Une vidéo poignante montre Khazem gisant à plat ventre sur le sol au moment où l’un de ses assassins israéliens se penche sur lui pour l’achever d’une balle dans la tête et confirmer ainsi son décès.
Quand l’unité israélienne s’est retirée, des Palestiniens ont tenté de poursuivre sa voiture et de la coincer, jusqu’au moment où les agents israéliens à bord ont ouvert le feu sur la foule, blessant mortellement Luai Zughayyar, 37 ans, et touchant 20 autres personnes, dont quatre sont toujours dans un état critique, a rapporté le ministère palestinien de la Santé.
Nidal Khazem était un membre en vue des Brigades Al-Quds, l’aile armée du Djihad islamique palestinien (DIP), alors que Yousef Shreim était l’un des commandants de la branche locale du camp de Jénine des Brigades Izz al-Din al-Qassam, l’aile armée du Hamas.
« Nidal fut l’un des premiers à affronter l’armée israélienne »,
peut-on lire dans une déclaration de la messagerie Telegram des Brigades Al-Qassam de Jénine.
« Nidal représentait une nuisance considérable, pour l’occupation. »
Le 26 octobre dernier, il s’était entretenu avec Mondoweiss juste en dehors du camp de réfugiés de Jénine. Voici son témoignage.
D’ingénieur en mécatronique à combattant de la résistance
Le contexte factionnel de Khazem présentait plusieurs facettes, mais il s’identifiait clairement au DIP en tant qu’organisation de résistance armée.

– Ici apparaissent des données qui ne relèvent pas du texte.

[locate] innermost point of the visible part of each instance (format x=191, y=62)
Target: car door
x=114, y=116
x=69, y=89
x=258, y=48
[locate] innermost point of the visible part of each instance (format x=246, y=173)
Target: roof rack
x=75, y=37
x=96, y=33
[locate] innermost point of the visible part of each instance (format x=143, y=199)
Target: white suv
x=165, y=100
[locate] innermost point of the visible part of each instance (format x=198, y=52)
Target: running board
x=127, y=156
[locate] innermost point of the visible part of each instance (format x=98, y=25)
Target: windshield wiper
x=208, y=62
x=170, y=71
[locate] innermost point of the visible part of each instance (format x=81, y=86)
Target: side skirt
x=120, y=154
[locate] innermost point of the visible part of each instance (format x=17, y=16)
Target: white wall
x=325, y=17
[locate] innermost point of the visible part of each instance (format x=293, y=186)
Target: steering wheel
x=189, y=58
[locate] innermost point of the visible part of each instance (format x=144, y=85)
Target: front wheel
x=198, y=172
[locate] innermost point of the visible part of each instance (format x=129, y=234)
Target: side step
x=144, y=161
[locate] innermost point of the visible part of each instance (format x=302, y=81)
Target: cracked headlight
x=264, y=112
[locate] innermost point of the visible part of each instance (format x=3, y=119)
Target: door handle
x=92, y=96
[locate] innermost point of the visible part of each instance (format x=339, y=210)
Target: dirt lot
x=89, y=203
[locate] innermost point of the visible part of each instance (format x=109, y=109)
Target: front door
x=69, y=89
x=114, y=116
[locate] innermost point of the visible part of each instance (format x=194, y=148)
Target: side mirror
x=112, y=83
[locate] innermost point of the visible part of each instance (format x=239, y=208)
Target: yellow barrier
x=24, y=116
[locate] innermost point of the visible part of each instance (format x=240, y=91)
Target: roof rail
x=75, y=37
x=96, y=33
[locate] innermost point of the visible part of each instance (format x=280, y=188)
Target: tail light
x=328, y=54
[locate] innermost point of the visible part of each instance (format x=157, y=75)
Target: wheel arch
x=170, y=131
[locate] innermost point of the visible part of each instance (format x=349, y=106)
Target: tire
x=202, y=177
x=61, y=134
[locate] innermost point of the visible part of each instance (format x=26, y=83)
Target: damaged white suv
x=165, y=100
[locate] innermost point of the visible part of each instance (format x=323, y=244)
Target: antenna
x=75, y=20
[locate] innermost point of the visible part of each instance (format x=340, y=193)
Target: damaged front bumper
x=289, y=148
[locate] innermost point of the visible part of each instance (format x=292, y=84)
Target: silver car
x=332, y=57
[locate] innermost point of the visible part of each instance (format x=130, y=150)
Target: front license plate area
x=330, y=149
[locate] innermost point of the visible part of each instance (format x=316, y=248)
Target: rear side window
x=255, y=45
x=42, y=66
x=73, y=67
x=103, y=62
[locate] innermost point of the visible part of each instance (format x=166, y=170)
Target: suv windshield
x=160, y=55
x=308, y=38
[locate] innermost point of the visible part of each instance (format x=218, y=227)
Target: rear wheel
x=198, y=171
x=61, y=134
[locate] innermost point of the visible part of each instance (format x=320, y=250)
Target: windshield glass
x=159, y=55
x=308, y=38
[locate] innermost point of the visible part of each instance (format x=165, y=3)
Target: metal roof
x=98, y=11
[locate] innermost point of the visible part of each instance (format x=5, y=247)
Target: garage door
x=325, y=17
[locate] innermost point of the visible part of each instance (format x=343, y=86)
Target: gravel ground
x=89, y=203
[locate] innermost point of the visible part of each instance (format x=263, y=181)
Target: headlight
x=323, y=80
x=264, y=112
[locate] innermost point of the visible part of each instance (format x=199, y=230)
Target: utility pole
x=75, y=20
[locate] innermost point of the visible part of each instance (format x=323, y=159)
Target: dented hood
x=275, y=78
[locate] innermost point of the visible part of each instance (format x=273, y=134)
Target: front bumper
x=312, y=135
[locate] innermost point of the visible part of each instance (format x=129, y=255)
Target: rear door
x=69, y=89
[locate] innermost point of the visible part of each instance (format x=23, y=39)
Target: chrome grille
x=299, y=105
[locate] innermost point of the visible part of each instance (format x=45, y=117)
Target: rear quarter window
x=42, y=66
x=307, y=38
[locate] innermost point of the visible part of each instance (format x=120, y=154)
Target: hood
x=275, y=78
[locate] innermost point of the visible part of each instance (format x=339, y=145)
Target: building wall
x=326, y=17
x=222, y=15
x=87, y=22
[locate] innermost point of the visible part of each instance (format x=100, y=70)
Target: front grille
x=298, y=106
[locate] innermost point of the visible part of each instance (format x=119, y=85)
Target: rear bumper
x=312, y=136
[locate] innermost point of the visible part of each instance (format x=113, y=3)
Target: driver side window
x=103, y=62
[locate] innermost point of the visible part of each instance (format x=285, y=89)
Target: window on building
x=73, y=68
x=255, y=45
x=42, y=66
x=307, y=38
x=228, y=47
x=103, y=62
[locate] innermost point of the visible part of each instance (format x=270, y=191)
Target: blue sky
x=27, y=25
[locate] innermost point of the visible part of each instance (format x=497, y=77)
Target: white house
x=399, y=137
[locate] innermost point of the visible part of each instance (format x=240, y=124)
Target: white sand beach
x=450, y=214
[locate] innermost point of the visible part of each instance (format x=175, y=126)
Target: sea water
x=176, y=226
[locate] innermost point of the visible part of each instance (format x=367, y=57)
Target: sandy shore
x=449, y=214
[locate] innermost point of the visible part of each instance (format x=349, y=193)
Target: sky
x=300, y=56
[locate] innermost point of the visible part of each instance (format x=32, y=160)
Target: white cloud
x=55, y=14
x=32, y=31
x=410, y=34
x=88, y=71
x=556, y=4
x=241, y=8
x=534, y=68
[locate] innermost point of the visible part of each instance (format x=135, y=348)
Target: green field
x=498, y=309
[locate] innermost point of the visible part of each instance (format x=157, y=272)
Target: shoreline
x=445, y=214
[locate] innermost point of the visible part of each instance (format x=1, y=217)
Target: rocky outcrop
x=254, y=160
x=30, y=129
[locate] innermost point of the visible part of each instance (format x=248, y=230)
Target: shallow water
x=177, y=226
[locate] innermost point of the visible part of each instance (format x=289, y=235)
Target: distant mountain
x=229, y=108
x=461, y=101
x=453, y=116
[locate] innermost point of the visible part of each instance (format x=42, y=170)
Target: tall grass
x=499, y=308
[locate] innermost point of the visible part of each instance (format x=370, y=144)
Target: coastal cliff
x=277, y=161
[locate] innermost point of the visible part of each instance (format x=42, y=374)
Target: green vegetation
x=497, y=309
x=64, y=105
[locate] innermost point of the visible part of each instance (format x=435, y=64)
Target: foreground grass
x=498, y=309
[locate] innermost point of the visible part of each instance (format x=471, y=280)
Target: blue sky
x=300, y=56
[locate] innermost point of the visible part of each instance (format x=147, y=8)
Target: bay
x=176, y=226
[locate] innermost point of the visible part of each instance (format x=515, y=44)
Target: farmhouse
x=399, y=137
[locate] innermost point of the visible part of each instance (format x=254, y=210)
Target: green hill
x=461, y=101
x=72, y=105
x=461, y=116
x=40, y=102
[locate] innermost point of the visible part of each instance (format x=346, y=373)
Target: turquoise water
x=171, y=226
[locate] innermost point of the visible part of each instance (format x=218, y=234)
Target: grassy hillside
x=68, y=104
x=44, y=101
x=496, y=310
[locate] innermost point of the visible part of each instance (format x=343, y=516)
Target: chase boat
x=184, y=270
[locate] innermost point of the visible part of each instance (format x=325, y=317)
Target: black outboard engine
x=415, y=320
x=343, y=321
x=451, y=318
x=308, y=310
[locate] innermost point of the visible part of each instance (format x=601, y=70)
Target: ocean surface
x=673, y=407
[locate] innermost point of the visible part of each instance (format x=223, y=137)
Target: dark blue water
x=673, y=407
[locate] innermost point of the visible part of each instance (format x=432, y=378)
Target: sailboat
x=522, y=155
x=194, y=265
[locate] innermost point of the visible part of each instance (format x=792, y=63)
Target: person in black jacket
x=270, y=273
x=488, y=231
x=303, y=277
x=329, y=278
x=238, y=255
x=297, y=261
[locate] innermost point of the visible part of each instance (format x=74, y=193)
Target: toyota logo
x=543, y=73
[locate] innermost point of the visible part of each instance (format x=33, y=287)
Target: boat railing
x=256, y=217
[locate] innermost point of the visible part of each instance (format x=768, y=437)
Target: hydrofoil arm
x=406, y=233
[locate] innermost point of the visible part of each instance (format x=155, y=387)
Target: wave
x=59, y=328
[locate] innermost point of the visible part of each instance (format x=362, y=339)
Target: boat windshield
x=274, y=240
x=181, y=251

Il occupait un rôle central dans la Brigade de Jénine, mais il commandait également un bataillon armé connu sous le nom de Quwwat al-Bahaa’, ou la Force Bahaa’, d’après Bahaa’ Abu al-Ata, le commandant abattu des Brigades Al-Quds dans le nord de la bande de Gaza (assassiné par une frappe de l’aviation israélienne en novembre 2019).
Avant de devenir combattant, Khazem avait fait des études en ingénierie mécatronique. Bien qu’il manquât de pratique, il avait compris l’anglais lors de l’interview, mais avait insisté pour qu’on lui répète toutes les questions en arabe, peut-être pour une question de principe.
Au moment de son interview, Khazem était de façon plutôt surprenante le seul combattant de la résistance qui ne voyait aucun inconvénient à ce qu’on utilise son nom en public.
« Vous pouvez utiliser mon nom », nous avait-il dit, à moi et à un autre journaliste international alors que nous nous trouvions juste à l’extérieur du camp de réfugiés de Jénine et qu’un drone israélien bourdonnait à distance au-dessus de nous. Il était 3 heures de l’après-midi, le 26 octobre 2022.
« Utiliser mon nom ne me pose aucun problème, puisque nous nous défendons nous-mêmes », avait expliqué Khazem.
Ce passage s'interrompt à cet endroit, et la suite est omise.